Derecho e instituciones
En Lilliput, la ingratitud se castigaba con la muerte
Una ley convertía el mal pago a un benefactor en delito capital: quien dañaba a alguien con quien tenía una deuda era considerado todavía más peligroso para quienes no le debían nada.

Grabado de apertura del capítulo VI, reutilizado para contextualizar el catálogo de leyes donde aparece la ingratitud como delito capital. No representa una condena ni una ejecución concreta por esa causa.
Entre las leyes antiguas de Lilliput aparece una que transforma una falta moral difícil de medir en delito capital. La ingratitud se castiga con la muerte.
Gulliver no presenta la norma como un impulso de venganza del benefactor. Los liliputienses la justifican mediante una deducción sobre el peligro público. Quien devuelve mal a la persona que lo ayudó ha violado el vínculo que más razones tenía para respetar.
Desde ahí extraen una conclusión extrema. Si alguien perjudica a su benefactor, será enemigo común del resto de la humanidad, porque las demás personas ni siquiera le han dado un motivo de obligación. Una conducta privada se convierte así en prueba anticipada de amenaza social.
La ley no castiga solamente el daño causado. Castiga lo que ese daño parece revelar sobre el carácter. El tribunal no necesita esperar a que el ingrato perjudique a otros: la traición al benefactor funciona como diagnóstico de una peligrosidad general.
El razonamiento posee una coherencia reconocible. Las comunidades dependen de favores, cuidados y obligaciones que no siempre caben en un contrato. Si ayudar a alguien aumenta el riesgo de ser perjudicado, la cooperación pierde estabilidad. Lilliput intenta protegerla haciendo que la reciprocidad sea asunto de Estado.

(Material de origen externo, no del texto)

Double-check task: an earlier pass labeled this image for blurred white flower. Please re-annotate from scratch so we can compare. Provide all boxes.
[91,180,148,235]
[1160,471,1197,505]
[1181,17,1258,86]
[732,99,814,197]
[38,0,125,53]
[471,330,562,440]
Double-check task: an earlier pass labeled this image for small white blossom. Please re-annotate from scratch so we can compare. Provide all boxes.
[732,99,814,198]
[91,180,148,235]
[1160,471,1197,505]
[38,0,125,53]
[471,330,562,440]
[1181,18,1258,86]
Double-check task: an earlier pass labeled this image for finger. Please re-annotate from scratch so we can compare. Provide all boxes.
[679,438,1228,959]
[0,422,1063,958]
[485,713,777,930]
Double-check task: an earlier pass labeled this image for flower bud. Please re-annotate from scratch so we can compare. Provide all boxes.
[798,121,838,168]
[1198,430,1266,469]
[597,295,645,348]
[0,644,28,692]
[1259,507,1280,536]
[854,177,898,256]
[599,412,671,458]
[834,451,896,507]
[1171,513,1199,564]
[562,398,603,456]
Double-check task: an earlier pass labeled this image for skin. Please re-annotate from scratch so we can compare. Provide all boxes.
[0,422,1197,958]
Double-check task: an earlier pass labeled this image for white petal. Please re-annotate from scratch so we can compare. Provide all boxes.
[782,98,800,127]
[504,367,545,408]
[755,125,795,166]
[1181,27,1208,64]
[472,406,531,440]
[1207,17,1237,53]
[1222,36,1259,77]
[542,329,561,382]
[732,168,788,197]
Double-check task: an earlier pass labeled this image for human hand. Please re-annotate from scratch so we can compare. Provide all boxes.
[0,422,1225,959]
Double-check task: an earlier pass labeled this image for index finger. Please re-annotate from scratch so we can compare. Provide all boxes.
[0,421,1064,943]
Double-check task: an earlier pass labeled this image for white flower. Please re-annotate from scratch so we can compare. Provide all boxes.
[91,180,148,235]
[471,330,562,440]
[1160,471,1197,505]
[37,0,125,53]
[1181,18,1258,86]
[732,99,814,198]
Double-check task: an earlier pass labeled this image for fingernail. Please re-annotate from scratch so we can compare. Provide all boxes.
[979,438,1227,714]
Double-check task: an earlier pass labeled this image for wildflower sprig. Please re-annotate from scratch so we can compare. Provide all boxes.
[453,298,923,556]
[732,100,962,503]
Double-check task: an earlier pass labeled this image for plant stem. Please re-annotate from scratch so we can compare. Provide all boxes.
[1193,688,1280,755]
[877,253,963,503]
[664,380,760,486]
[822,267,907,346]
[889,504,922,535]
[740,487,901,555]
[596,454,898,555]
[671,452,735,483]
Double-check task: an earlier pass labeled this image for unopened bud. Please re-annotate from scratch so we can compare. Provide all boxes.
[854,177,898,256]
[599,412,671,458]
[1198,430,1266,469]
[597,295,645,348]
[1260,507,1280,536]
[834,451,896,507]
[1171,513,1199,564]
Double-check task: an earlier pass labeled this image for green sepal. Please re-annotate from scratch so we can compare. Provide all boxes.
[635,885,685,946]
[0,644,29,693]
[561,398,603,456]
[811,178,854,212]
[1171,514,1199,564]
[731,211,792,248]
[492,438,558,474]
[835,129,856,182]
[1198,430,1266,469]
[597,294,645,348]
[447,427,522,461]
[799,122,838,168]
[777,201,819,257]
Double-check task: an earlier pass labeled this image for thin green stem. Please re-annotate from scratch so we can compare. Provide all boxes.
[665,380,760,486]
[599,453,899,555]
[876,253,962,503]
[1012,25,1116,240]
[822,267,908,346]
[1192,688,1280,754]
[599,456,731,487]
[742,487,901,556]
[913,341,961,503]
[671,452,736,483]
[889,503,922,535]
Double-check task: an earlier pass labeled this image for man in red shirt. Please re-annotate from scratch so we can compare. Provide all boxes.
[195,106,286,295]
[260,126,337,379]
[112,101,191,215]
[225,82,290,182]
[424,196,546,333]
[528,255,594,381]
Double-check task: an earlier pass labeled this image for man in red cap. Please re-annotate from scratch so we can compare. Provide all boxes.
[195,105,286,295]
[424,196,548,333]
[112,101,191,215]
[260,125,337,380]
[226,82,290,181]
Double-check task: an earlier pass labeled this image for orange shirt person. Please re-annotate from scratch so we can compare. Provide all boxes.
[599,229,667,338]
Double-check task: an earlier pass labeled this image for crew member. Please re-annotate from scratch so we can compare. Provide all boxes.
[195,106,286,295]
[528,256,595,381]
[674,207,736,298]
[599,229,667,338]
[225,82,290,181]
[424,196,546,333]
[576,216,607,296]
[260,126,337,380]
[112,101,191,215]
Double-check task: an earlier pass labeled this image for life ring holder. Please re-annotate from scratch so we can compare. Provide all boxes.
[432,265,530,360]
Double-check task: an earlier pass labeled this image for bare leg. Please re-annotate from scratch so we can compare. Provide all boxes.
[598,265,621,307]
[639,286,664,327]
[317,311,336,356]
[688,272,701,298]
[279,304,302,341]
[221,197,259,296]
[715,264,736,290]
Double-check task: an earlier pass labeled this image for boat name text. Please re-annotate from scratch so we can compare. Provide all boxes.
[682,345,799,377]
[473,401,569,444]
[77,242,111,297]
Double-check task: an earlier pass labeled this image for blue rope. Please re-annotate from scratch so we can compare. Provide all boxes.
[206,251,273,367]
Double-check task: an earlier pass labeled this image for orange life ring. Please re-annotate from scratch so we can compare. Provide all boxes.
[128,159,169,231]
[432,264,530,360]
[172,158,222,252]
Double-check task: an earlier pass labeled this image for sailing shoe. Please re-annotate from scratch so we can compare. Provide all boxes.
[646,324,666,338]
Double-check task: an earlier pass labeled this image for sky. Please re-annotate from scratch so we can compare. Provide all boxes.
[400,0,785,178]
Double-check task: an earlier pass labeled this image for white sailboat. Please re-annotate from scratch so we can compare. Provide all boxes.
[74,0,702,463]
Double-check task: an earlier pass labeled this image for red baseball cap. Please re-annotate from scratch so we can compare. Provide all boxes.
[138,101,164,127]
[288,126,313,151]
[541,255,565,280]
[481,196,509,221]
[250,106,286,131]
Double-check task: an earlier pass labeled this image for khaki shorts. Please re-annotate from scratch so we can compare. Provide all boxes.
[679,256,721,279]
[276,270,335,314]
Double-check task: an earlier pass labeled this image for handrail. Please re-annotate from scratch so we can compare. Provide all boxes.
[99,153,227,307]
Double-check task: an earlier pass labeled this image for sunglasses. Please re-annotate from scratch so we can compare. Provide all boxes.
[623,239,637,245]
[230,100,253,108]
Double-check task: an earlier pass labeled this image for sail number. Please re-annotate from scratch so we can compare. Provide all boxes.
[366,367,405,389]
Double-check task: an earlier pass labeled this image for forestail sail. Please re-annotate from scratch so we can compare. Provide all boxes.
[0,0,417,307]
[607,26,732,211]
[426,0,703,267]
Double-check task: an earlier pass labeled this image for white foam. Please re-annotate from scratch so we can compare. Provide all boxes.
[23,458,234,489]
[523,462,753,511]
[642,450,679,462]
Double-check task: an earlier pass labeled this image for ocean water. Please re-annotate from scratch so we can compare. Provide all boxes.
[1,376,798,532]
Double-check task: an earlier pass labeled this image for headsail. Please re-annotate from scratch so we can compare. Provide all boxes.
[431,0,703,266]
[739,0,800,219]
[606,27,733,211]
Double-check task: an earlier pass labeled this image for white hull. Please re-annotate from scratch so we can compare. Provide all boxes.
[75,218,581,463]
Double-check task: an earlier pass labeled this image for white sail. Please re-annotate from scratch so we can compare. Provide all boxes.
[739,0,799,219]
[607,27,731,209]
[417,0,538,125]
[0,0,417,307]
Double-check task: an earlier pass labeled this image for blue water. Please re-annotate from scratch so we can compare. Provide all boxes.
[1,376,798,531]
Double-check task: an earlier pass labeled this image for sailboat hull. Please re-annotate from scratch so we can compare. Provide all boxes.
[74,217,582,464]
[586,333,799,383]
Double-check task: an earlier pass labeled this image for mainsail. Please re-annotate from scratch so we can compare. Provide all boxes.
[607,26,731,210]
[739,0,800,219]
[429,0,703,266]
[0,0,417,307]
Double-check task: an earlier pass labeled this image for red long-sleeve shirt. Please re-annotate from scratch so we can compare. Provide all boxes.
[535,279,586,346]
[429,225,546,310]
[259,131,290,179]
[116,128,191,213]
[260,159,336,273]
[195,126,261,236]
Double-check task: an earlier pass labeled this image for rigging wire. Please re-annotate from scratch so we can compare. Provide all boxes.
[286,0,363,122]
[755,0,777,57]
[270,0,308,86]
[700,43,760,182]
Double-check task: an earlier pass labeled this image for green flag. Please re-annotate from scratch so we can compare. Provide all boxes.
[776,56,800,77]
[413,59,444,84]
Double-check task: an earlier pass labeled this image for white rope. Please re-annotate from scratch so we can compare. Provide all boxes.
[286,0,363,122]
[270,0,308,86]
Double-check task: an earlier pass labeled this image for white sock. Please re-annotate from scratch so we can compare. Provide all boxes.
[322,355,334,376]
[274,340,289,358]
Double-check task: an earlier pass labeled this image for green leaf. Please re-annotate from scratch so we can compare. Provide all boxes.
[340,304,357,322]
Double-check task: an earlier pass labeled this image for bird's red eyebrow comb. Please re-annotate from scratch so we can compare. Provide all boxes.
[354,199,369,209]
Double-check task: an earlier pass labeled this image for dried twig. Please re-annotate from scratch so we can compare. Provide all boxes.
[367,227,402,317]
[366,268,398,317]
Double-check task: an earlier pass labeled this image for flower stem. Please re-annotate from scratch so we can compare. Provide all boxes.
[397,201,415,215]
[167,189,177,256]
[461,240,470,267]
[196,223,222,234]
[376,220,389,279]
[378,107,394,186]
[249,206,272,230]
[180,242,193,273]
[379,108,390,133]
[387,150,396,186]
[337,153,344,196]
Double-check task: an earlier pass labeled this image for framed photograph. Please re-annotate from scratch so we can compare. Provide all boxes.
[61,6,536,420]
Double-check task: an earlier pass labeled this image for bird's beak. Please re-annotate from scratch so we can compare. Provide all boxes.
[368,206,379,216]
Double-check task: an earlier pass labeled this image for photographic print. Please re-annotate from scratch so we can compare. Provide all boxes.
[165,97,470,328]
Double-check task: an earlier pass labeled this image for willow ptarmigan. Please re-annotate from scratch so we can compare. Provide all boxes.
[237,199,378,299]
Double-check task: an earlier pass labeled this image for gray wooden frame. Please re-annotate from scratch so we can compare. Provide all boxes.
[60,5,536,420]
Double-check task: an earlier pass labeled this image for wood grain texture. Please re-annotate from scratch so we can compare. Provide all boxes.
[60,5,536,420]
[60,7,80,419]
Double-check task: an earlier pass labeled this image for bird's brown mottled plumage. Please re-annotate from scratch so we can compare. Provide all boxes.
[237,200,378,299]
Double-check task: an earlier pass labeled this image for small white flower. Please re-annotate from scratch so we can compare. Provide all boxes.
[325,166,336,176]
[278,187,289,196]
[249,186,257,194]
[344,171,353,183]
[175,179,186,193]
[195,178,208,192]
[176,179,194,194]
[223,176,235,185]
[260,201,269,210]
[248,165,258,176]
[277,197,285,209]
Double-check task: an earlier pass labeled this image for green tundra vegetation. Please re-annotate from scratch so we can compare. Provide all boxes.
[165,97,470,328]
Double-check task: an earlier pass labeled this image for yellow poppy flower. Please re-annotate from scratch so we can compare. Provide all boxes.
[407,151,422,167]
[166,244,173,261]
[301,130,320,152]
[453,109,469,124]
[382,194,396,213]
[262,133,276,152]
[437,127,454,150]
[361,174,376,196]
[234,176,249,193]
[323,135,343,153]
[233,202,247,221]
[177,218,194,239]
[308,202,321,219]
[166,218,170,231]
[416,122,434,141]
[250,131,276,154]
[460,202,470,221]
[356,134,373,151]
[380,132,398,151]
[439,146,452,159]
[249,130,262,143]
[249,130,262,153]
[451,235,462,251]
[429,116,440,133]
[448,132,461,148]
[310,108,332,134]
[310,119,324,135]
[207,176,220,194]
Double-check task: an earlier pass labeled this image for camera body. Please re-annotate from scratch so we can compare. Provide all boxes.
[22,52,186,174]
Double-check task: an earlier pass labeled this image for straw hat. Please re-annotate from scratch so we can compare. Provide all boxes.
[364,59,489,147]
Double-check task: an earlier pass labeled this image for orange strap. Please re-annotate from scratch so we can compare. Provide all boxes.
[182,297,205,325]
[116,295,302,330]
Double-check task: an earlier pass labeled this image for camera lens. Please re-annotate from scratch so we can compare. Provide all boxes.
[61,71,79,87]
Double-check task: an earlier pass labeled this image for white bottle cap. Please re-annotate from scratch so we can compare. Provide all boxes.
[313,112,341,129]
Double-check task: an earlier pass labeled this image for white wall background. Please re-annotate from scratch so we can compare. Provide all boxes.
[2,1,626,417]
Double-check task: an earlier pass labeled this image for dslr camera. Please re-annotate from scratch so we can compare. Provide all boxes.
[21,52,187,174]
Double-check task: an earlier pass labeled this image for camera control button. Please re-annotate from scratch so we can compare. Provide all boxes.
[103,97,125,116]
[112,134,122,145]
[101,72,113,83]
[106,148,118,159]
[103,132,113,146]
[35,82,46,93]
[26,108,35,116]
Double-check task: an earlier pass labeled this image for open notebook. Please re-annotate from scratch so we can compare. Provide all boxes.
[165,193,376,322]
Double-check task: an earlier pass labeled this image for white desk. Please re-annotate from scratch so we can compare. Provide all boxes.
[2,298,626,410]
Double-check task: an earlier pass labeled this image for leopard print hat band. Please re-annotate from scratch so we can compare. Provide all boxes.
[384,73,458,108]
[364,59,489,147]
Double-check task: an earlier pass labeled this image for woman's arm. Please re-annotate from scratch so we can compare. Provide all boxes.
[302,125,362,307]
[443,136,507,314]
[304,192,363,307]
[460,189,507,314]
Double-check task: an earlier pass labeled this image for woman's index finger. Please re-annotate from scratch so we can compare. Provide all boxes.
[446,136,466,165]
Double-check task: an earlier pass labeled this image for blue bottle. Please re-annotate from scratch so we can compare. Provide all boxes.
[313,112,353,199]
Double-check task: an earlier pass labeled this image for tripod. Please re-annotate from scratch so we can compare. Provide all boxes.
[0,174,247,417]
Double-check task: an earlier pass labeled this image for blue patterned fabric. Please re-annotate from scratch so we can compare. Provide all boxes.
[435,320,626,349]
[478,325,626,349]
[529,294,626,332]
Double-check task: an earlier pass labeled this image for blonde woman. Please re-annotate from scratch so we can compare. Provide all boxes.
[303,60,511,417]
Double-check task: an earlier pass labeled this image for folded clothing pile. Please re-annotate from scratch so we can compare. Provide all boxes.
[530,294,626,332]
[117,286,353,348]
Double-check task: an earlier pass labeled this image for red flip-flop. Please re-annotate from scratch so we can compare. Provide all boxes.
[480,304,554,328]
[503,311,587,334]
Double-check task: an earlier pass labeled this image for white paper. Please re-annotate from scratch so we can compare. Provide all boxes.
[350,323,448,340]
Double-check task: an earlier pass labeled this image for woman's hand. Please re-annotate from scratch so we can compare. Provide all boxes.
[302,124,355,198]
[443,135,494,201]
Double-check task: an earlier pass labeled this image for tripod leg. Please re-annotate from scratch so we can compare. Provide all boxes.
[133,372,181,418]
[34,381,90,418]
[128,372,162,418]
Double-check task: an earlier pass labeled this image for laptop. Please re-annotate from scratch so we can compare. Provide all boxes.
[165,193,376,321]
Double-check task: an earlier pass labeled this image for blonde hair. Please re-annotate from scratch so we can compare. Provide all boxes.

Pero el salto entre principio y pena es enorme. De que la ingratitud erosione la confianza no se sigue que toda persona ingrata deba morir. La ley elimina diferencias entre olvido, egoísmo, desacuerdo, incapacidad para devolver un favor y daño deliberado.
También entrega al poder una pregunta casi imposible: cuánto debe una persona a quien la benefició. Los favores no tienen siempre un valor acordado. Pueden convertirse en instrumentos de control cuando el benefactor decide unilateralmente qué respuesta merece su ayuda.
Una norma semejante corre el riesgo de proteger menos la generosidad que la jerarquía. Quien dispone de recursos puede crear deudas; quien los recibe queda obligado a demostrar gratitud. La relación empieza con asistencia y puede terminar con obediencia exigida bajo amenaza penal.
El capítulo coloca esta ley junto a otras instituciones que Gulliver admira: recompensas por obedecer la ley, selección de funcionarios por virtud y educación pública. Sin embargo, también explica que muchas costumbres originales han sido corrompidas. El tono favorable del narrador no obliga al lector a aceptar cada mecanismo.
La ingratitud capital muestra una característica recurrente de Lilliput. El reino toma una intuición razonable y la lleva hasta una escala punitiva desproporcionada. La confianza importa; por tanto, la deslealtad debe identificar a una persona indigna de vivir.
Ese absolutismo simplifica el juicio. Ya no hace falta estudiar contexto, intención, daño o posibilidad de reparación. Basta con clasificar a alguien como ingrato para convertir una relación fallida en amenaza contra toda la sociedad.
La pena también contradice parcialmente el valor que pretende defender. La gratitud tiene contenido moral cuando reconoce libremente un bien recibido. Si la respuesta se obtiene por miedo a la muerte, puede producir gestos de obediencia sin conservar el sentimiento que la ley dice proteger.